In a recent post I talked about how I went into step 9, and after some feedback from some lovely agents, I’m back to step 2: Revise and rewrite.
I need help with this manuscript to make it better. And I’ve been searching for someone in the industry who knows the genre and understands what I’m trying to accomplish with Unspeakable.
It’s an online contest where published or agented authors (or editors) pick one lucky writer to mentor. (The writer’s who enter can submit to five of the potential mentors). If selected, Mentors help the writer (Mentee) edit and polish their manuscript until it shines like Justin Beiber’s hair under the California sun. At the end of two months (yup, two months!) of mentoring and editing etc. there’s an agent round where several amazeballs agents can see the writer’s pitch and first chapter and possibly request further material – basically, this is an opportunity to get beyond the slush pile.

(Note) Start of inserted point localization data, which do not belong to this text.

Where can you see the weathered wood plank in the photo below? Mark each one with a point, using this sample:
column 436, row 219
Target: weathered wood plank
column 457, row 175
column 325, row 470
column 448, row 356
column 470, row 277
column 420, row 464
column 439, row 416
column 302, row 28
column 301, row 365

This contest is brilliant and amazing for so many reasons! If selected, you can end up working with a writer you respect and admire. A person who knows the industry and truly understands what editors, agents and readers want. It’s a swoon worthy opportunity.
Sadly, there were only 100 125 spots and about 1600 entries. So, basically 96% of the entries won’t get the opportunity to be mentored. But on the plus side, many of the mentors gave detailed feedback to several of the writers who submitted to them. And guess what?!?!
I got some great, detailed feedback.
Like really, really detailed. Like, go over my manuscript with the most insightful fine tooth comb feedback.
Because I was selected as a MENTEE!!!
The AMAZING fellow Canuck, super hilarious and talented, Kelly Siskind is my PITCHWARS MENTOR (and yes, I am shouting).
Because this is a HUGE, GINORMOUS opportunity. I NEED this. I finally found the right person to steer my manuscript in the right direction, and better than that, I know I will learn so much about the craft of writing as a whole. I am beyond elated. It’s going to be a lot of work, but I’m ready!
SO, huge shout out and thanks to Brenda Drake who created Pitchwars, and to Kelly Siskind for selecting me. I hope I won’t disappoint.